Mr Appleby still resides in Palmerston and has some memory of what the town was like when he was growing up as a small boy when his father and previously his grandfather were running the store.

He recalls the businesses that were trading at the time including Cowan’s Bookshop, Milkyway Milkbar, Stephenson’s Shoemakers, Bob Milne hairdresser, Clearwater’s Grocer and Warren’s Garage.
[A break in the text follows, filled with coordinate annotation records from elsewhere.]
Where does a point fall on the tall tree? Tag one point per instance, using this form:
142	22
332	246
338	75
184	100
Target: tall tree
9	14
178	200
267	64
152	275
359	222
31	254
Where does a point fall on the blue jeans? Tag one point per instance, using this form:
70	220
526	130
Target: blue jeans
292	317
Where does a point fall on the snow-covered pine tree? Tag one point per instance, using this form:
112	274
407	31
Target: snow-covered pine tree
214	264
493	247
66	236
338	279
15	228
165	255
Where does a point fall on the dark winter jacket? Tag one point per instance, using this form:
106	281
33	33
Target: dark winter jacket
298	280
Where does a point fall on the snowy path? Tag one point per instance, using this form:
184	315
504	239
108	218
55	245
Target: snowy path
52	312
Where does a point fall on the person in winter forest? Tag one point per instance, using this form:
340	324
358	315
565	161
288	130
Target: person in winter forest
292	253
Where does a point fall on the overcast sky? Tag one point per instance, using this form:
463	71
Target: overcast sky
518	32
There will be plenty of stories and photos being offered at the weekend as the town remembers historical leaders and events which have shaped it into the busy junction town that it is today. A tree planting ceremony is being held this Sunday in the main street at 11.30am to mark the occasion, and a number of other events including Kelly’s Canter, Paddy’s Market and the 50th anniversary of Palmerston Playcentre will make it a huge couple of days for the community.

The Waihemo Museum has put together a booklet of the town’s history which refers to the early settlers who arrived in small numbers to Moeraki, Waikouaiti (now known as Kaitane), Otakou, Taieri Mouth, Willsher Bay and Tautuku. Just prior to this Fredrick Tuckett, a principal surveyor and civil engineer, was instructed to find a suitable area for Scottish Presbyterians to colonise. In 1844, Mr Tuckett travelled overland en route to Waikouaiti and refers to the Waihemo/Shag Valley as being “fertile and beautiful”.

In 1848, Scottish and English settlers arrived into Otago Harbour and began making their way up the coast and areas were opened up for farming. In 1860, the Dunstan Gold Rush prospered and future New Zealand politician, John McKenzie, arrived and began working for landholder Johnny Jones. As Minister of Lands and Agriculture from 1891-1900, Mr McKenzie oversaw many land reforms, favouring small family farmers, and today a cairn sits atop Puketapu Hill at Palmerston in appreciation of his efforts.

By LINDA MCCARTHY

PHOTO: LINDA MCCARTHY

SLICE OF HISTORY: The original shop signage advertising Applebys still exists today.